GtheSheep/tap-awin

Saved state does not get used

Closed this issue · 2 comments

Issue

The Transactions Stream, though marked as "Incremental", begins execution from the start_date on every run and does not use the stored state.

Details

The call to get_starting_timestamp in the Transactions Stream get_url_params function should pick up the replication key value when the state set, and the state should be set at the end of every run by specifying the transactionDate replication key. However, this does not seem to be the case.

Example Scenario

start_date: "2024-01-01T00:00:00+00:00"
On each run, and each request to the Awin API, the get_starting_replication_key_value and get_starting_timestamp calls both return an unchanged value of "2024-01-01T00:00:00+00:00", my initially-configured start_date.
However, on each API request, I print out the state using get_context_state and see the following:
State: {'context': {'account_id': 173843, 'account_type': 'publisher'}, 'replication_key_signpost': '2024-03-08T16:32:51.763083+00:00', 'starting_replication_value': '2024-01-01T00:00:00Z', 'progress_markers': {'Note': 'Progress is not resumable if interrupted.', 'replication_key': 'transactionDate', 'replication_key_value': '2024-01-24T00:00:00'}}
So it is clear that the replication_key_value is incremented in the progress_markers, but the progress markers don't appear to be saved to persistent state at the end of the run.

What I'd expect

I would expect that, at the end of the run, the last replication_key_value would be saved to persistent state somewhere. Then, on subsequent runs, even with a configuration start_date value of "2024-01-01T00:00:00+00:00", the Transactions Stream would first search for a persistent state using the transactionDate replication key, and would find the previous values and would return that from the call to get_starting_timestamp.

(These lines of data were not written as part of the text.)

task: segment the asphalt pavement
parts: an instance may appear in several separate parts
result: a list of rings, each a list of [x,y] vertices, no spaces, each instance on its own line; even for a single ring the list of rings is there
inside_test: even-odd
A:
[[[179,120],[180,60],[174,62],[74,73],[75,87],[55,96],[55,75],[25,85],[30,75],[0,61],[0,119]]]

Whoops, this doesn't appear to be an issue when running the tap directly, but is an issue when running with Meltano. I'm going to look into upgrading the SDK version and/or Meltano version and see if that resolves it.

Update: No luck.

Here's the output of self.stream_state in the runtime code. Note how the replication_key_value is set in the "progress markers":

2024-03-11T19:47:15.147059Z [info     ] 2024-03-11 15:47:15,146 | INFO     | tap-awin.transactions | stream_state is {'partitions': [{'context': {'account_id': XXXXXX, 'account_type': 'publisher'}, 'replication_key_signpost': '2024-03-11T19:47:13.363440+00:00', 'starting_replication_value': '2024-01-01T00:00:00Z', 'progress_markers': {'Note': 'Progress is not resumable if interrupted.', 'replication_key': 'transactionDate', 'replication_key_value': '2024-02-22T22:45:00'}}]} cmd_type=extractor job_id=attempt2 name=tap-awin run_id=hashed_id stdio=stderr

And similarly, when the execution ends and I check the state from the command line with meltano state get attempt2, I get the replication key value back:

{"singer_state": {"bookmarks": {"accounts": {}, "transactions": {"partitions": [{"context": {"account_id": XXXXXX, "account_type": "publisher"}, "replication_key": "transactionDate", "replication_key_value": "2024-03-10T23:57:00"}]}, "publishers": {}, "report_by_publisher": {}}}}

However, when the next execution starts up again, the in-execution log statement prints out that the replication_key_value has fallen back to the original start_date value set in the tap config. This is an issue. It should be picking up from the published state timestamp. This appears to be an issue with the tap reading the state from the file.

I tried manually dumping the state to a file called test-state.json, with the following contents:

{
    "bookmarks": {
        "accounts": {},
        "transactions": {
            "partitions": [
                {
                    "context": {
                        "account_id": XXXXXX, 
                        "account_type": "publisher"
                    },
                    "replication_key": "transactionDate",
                    "replication_key_value": "2024-03-10T23:57:00"
                }
            ]
        },
        "publishers": {},
        "report_by_publisher": {}
    }
}

and here's how I'm calling the tap:
meltano --log-level info elt tap-awin target-jsonl --job_id=attempt2 --state test-state.json

But no luck, the in-execution logging statement shows that the replication key value at the start of execution is 2024-01-01, my configured start date:

2024-03-11T19:55:48.092895Z [info     ] 2024-03-11 15:55:48,092 | INFO     | tap-awin.transactions | stream_state is {'partitions': [{'context': {'account_id': XXXXXX, 'account_type': 'publisher'}, 'replication_key_signpost': '2024-03-11T19:55:48.090499+00:00', 'starting_replication_value': '2024-01-01T00:00:00Z'}]} cmd_type=extractor job_id=attempt2 name=tap-awin run_id=720c86a3-f87d-49be-8710-60b0547ec318 stdio=stderr

All of this indicates that the state is getting written properly, but not read properly at the start of execution.

I'm so sorry... This was because I hadn't enabled the "state" capability on my tap. 🤦